Spark Plug Awards honor local notables
HOUGHTON – Several of the people and businesses that help catalyze progress in the Copper Country were honored Thursday night at the Keweenaw Spark Plug Awards.
The Keweenaw Chamber of Commerce and Keweenaw Economic Development Alliance along with co-sponsor Michigan Tech Enterprise Corporation SmartZone organized the event. Any KEDA or Chamber member could submit Spark Plug Award nominations, which were then reviewed by executives from the three organizations.
Hancock businessman and former State Rep. Mike Lahti won the Person of the Year award, which could be voted on by the entire community. KEDA Executive Director Phil Musser praised Lahti’s accomplishments in business, including the rehabilitation of structures such as the Scott Building in Hancock and Citizens Bank building, and the renovation of the former Morrison Elementary School building in Calumet for business, retail and apartment use. As a state representative, Lahti provided strong support for economic development and was a catalyst for the Great Lakes Research Center at Michigan Technological University.
“He is the kind of person you want to sit down and have a cup of coffee with and talk about community issues,” Musser said.
Lahti appreciated the honor.
“I get a kick out of visualizing something and then working its way to its conclusion,” he said. “Sometimes it works, sometimes it doesn’t. It’s a kick. But you can’t do that without good staff, and I have that, a supportive family, and a really smart wife. A lot of things I run by her, and she’ll say (disapproving face). Sometimes I’ll do it anyway. It’s usually bad … Thanks for everything, it’s really a pleasure to live here.”

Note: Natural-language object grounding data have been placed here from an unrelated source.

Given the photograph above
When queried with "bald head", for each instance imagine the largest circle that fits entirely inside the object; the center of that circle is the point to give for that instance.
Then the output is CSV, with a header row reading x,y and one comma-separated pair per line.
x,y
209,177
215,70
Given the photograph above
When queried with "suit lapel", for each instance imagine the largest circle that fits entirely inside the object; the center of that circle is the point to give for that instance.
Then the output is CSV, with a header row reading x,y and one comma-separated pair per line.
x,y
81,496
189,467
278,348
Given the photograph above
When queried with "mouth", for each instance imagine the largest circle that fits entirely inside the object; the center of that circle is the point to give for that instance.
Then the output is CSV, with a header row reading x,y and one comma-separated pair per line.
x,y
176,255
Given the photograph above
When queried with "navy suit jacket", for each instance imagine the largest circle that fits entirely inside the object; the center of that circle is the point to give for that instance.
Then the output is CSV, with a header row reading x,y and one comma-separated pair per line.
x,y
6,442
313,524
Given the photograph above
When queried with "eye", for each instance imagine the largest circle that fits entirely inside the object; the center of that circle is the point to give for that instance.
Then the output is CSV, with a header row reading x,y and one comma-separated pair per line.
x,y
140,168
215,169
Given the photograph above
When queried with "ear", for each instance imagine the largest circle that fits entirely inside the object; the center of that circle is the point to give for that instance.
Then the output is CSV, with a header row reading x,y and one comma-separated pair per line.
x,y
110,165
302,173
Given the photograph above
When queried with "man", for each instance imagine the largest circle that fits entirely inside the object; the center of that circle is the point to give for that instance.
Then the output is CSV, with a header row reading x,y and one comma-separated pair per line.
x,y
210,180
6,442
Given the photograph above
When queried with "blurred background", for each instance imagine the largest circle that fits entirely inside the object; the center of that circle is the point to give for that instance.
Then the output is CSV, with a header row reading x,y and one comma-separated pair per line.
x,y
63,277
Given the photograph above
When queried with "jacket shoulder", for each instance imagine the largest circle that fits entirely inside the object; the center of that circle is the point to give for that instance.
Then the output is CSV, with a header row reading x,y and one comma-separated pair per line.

The Sparkplug Award for community development went to Stephan Olsson, president of the Wickley Agency. Presenter Karyn Olsson said his actions over the past year have helped put the Chamber on stronger financial footing, and done community outreach on changes in health care laws. He has also helped to spearhead development and organize projects in downtown Hancock.

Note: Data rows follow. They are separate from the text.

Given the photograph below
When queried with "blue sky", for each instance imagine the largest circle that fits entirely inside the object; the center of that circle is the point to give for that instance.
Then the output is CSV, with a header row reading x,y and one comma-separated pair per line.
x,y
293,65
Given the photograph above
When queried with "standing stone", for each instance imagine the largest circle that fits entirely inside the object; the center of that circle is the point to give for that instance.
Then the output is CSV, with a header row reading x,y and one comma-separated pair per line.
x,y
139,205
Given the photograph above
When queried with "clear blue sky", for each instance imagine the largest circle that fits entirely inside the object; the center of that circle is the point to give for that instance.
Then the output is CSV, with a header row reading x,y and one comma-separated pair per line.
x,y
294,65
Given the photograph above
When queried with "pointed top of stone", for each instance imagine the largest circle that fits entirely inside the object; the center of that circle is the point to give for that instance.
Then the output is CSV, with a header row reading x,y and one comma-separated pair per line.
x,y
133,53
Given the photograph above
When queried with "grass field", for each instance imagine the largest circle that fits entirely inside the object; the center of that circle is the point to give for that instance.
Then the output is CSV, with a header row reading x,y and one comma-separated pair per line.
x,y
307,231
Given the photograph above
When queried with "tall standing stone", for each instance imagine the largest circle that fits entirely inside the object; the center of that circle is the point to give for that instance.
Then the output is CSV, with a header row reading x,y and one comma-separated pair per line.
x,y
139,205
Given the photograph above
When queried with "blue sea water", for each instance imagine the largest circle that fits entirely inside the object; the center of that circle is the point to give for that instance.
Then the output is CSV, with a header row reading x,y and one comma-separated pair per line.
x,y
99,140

Stephan Olsson thanked the community for coming to the aid of his 4-year-old daughter, Ana, who was diagnosed with a brain tumor in October. Ana is in good condition, Olsson said, and “probably at home tearing up the basement right now.”
“You have no idea how good this community really can be,” he said. “We’re so humbled and honored with the outreach that we felt, from emails, to direct contact, to things that were going on. Just an overwhelming, wonderful and humbling blanket of goodness.”

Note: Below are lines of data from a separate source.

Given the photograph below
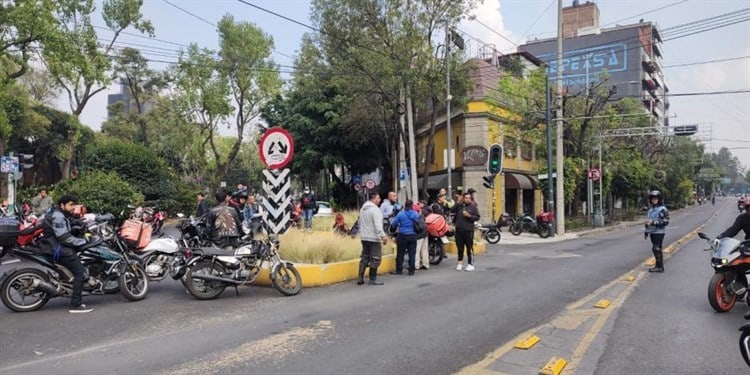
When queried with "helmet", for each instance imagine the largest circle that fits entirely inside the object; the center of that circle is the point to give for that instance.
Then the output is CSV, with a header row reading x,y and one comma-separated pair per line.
x,y
654,194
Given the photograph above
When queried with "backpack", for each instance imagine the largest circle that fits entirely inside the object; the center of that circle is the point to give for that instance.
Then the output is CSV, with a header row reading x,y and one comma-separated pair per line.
x,y
224,223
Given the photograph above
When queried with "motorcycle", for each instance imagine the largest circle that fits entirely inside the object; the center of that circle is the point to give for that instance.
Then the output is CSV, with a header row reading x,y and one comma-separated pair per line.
x,y
542,225
211,270
745,339
730,259
30,288
152,216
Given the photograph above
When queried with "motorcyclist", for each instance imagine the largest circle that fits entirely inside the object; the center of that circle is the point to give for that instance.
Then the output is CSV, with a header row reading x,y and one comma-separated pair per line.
x,y
224,222
658,219
742,222
62,245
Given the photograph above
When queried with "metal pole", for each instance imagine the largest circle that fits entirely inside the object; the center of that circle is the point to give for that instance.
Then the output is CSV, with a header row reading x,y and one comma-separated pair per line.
x,y
448,98
547,117
560,201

Winning the transformation award was Peninsula Powder Coating of Baraga, a 20-employee business that reinvented itself and developed a new customer base. Owner Brian Baccus commended the way his company dealt with the loss of a major client.
“I’m proud of everyone we have at our company for rebounding, and just not giving in and still being here today,” he said.
Aspirus Keweenaw Hospital won the teamwork award. The hospital put together a rigorous service excellence program for its 400 employees to respond to the growing complexity of health care.
“I’m proud to be associated with all these folks, and everyone who comes in every day to do the work they do,” said Aspirus Chief Executive Officer Chuck Nelson.
The innovation award went to Talon Research of Hancock, which developed BridgeGuard, an infrared bridge inspection technology. Owners Jay and Dorothy Ruohonen accepted the award. Jay said community support has been invaluable to the company. And although he is the public face of the company, he said not to overlook his wife’s contributions,
“We would not be here if it wasn’t for Dorothy,” he said.
Portage Health received the award for quality. Presenter Jay Ringler said a national survey put Portage Health 10 percentage points above the national average and eight percentage points above the state average in service excellence.
“This company has numerous customers coming through their doors day and night, 24 hours a day, seven days a week,” he said. “This company has been recognized for providing what they emphasize: safety, continuous improvement and communication.”
MTEC SmartZone received the growth award. The SmartZone has attracted companies such as Dematic and ControlTec, adding at least 52 jobs to the area in the past year.
SmartZone CEO Marilyn Clark recalled her father’s past as a “necessity entrepreneur” at his dairy farm in Chassell.
“I am really excited about having an opportunity to run an organization that creates those kinds of opportunities for other companies and entrepreneurs in our community,” she said.